The most obvious example, and the one most in the spotlight right now, is how this affects policing.  But this is not just a police issue, this is our issue. We need to be willing to admit that we do have biases and that these biases significantly affect how we will relate to people, specifically people of color, and how we’ll respond when we hear yet another story of a black man dying at the hands of the police under mysterious circumstances.

But beyond that I hope that this awareness might also make us—that is, white people—a bit more willing to listen when people of color share their stories of pain, suffering, and lament without dismissing them as simply “playing the race card.” When stories like Freddie Gray and the ensuing protests begin to break we are so quick to repudiate their pain, condemn the (usually wildly exaggerated) violence, and are so unwilling to listen. As activist and organizer Deray McKesson said to Wolf Blitzer when he was asked if he would condemn the violence by some of the protestors, “I don’t have to condone it to understand it.” Understanding requires listening.

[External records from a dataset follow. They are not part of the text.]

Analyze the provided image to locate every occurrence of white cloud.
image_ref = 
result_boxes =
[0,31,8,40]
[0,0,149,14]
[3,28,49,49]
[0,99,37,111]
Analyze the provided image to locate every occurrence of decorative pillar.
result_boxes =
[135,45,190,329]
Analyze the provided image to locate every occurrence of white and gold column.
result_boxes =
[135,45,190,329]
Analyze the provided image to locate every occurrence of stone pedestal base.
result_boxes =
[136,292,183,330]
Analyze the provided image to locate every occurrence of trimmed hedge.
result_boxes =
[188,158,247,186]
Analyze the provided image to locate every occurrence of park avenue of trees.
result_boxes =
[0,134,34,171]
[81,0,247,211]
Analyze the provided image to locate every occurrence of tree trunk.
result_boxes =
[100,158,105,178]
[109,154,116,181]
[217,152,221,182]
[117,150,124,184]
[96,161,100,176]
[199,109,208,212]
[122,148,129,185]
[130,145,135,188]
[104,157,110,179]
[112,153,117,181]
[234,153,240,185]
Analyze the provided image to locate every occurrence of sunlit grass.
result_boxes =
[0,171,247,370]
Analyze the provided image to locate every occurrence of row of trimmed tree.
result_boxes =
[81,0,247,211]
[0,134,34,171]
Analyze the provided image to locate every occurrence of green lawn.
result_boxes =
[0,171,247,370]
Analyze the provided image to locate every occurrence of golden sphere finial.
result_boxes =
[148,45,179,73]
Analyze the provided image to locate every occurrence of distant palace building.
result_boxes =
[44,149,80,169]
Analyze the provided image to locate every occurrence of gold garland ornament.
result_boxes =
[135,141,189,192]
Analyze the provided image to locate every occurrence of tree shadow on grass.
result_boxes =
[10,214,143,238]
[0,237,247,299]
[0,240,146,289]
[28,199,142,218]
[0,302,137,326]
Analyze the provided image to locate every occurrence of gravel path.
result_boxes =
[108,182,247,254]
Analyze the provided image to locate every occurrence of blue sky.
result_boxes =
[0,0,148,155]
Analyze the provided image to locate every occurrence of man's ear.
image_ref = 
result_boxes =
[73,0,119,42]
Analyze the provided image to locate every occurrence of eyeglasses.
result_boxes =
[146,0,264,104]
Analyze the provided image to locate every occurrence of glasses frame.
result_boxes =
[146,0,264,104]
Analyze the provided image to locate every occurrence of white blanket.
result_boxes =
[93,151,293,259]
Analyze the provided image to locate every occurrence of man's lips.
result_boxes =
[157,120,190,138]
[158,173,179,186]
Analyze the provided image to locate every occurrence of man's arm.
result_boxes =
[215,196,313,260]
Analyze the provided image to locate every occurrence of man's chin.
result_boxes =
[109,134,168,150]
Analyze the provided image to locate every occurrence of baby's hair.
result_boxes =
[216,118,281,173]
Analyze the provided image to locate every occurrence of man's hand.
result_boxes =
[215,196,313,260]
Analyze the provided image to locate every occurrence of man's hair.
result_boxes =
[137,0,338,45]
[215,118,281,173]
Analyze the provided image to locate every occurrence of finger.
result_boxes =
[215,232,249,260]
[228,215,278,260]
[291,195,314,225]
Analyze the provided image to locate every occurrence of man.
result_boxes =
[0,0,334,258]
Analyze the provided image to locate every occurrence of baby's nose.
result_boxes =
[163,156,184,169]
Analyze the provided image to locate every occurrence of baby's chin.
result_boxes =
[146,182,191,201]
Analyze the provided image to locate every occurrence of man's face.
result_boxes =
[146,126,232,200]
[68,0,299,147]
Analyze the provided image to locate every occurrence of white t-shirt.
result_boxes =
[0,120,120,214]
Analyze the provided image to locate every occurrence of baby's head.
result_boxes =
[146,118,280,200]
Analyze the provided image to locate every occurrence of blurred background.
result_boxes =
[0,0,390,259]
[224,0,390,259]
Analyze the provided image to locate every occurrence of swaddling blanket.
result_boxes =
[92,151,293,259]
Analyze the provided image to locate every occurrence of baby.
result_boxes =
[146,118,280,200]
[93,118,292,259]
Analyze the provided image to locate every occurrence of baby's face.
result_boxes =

Listening means coming close.

Perhaps if we are a bit more willing to admit and confront our own biases we will also be a bit more willing to listen and to understand and to come close. We are not asked to condone acts of violence, but simply to begin by listening. This is especially important if, as Dr. King suggested, “a riot is the language of the unheard,” and as Kathleen suggests, unheard laments easily mutate “into a violent, unrecognizable monster.”

Langston Hughes once famously asked, “What happens to a dream deferred?” That poem ends abruptly with a stark shift in tone and a haunting question:

Or does it explode?

Today we might rephrase it to ask, “What happens to a lament unheard?” We need only to look at Baltimore for our answer.